American Muckrakers subsequently revealed internal communications from the Trump campaign regarding North Carolina Republican gubernatorial candidate Mark Robinson and Florida Republican representative Anna Paulina Luna. They also shared material indicating a financial arrangement between Donald Trump and Robert F. Kennedy Jr., the third-party candidate who withdrew from the race and endorsed Trump. Independent journalist Ken Klippenstein also obtained and released some of the hacked contents, including a research profile compiled by the campaign on Trump’s running mate and US senator JD Vance during the evaluation process for his candidacy. Klippenstein later received a visit from the FBI, who cautioned him that the documents were a part of a foreign influence campaign. He has maintained his stance, arguing that the media should not act as a “gatekeeper for what the public should know.”

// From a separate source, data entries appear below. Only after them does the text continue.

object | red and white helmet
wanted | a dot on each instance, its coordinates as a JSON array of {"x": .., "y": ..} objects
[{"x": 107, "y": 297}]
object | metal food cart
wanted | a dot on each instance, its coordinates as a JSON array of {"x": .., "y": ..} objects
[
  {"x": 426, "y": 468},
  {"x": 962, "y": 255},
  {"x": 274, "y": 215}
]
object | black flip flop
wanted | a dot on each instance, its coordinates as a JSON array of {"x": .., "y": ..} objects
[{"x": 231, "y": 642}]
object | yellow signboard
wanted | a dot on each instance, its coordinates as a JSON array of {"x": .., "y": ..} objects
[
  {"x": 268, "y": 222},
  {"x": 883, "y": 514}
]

As Russia has engaged in both military and cyber warfare against Ukraine, it has also executed an extensive hacking campaign against another neighboring country with a complicated history: Georgia. Bloomberg recently disclosed, ahead of the Georgian election, that Russia systematically infiltrated the country’s infrastructure and government through a long series of digital intrusion operations. Between 2017 and 2020, for example, Russia’s military intelligence agency, the GRU, hacked Georgia’s Central Election Commission (mirroring its actions in Ukraine in 2014), several media outlets, and the information technology systems of the national railway company. This was in addition to the attack on Georgian television stations, which the NSA attributed to the GRU’s Sandworm unit in 2020. Moreover, hackers known as Turla, working for the FSB (the Kremlin’s KGB successor), breached Georgia’s Foreign Ministry and siphoned off gigabytes of officials’ emails over several months. Bloomberg reports that Russia’s hacking endeavors were not confined to espionage; they also appeared to involve preparations to disrupt Georgian infrastructure, such as the electrical grid and oil companies, should tensions escalate.

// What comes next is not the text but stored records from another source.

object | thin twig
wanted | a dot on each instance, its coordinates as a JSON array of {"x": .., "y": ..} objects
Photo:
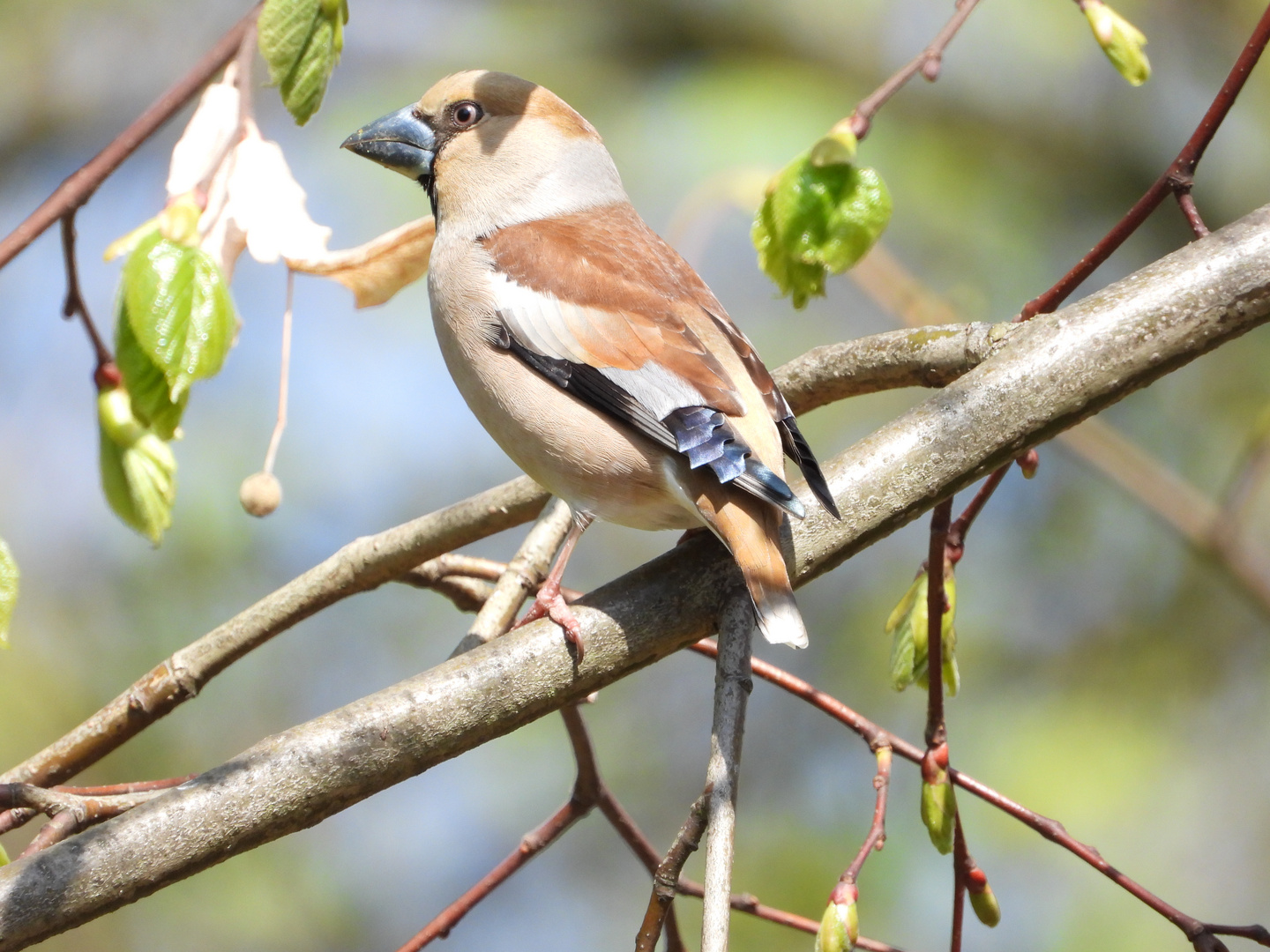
[
  {"x": 1186, "y": 202},
  {"x": 80, "y": 185},
  {"x": 937, "y": 607},
  {"x": 283, "y": 376},
  {"x": 959, "y": 863},
  {"x": 877, "y": 838},
  {"x": 1179, "y": 176},
  {"x": 1045, "y": 827},
  {"x": 732, "y": 688},
  {"x": 75, "y": 305},
  {"x": 955, "y": 542},
  {"x": 927, "y": 63},
  {"x": 667, "y": 877},
  {"x": 580, "y": 802},
  {"x": 111, "y": 790}
]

For many years, cybersecurity experts have debated the definition of a cyberattack. Is an intrusion intended to destroy data, create disruption, or sabotage infrastructure classified as a cyberattack? Certainly. But a hacker breach aimed at data theft? Not so much. A hack-and-leak strategy or an espionage operation that includes a disruptive cleanup phase? Likely not, but there’s still ground for discussion. However, the Jerusalem Post recently presented perhaps the clearest example of mislabeling a cyberattack—in a headline, no less—that is evidently not one: disinformation spread on social media. The so-called “Hezbollah cyberattack” reported by the news outlet consisted of a series of images of Israeli hospitals shared by “hackers” claiming to be Hezbollah supporters, which implied that weapons and cash were hidden beneath the hospitals and suggested they should be targeted. This post appeared to be a reaction to similar assertions made by the Israeli Defense Forces (IDF) regarding hospitals in Gaza that they have bombed, along with a more recent claim concerning a hospital in Beirut, Lebanon.
“These are NOT CYBERATTACKS,” security researcher Lukasz Olejnik, the author of the books The Philosophy of Cybersecurity and Propaganda, remarked alongside a screenshot of the Jerusalem Post headline on social media platform X. “Posting images to social media is not hacking. Such a misguided interpretation.”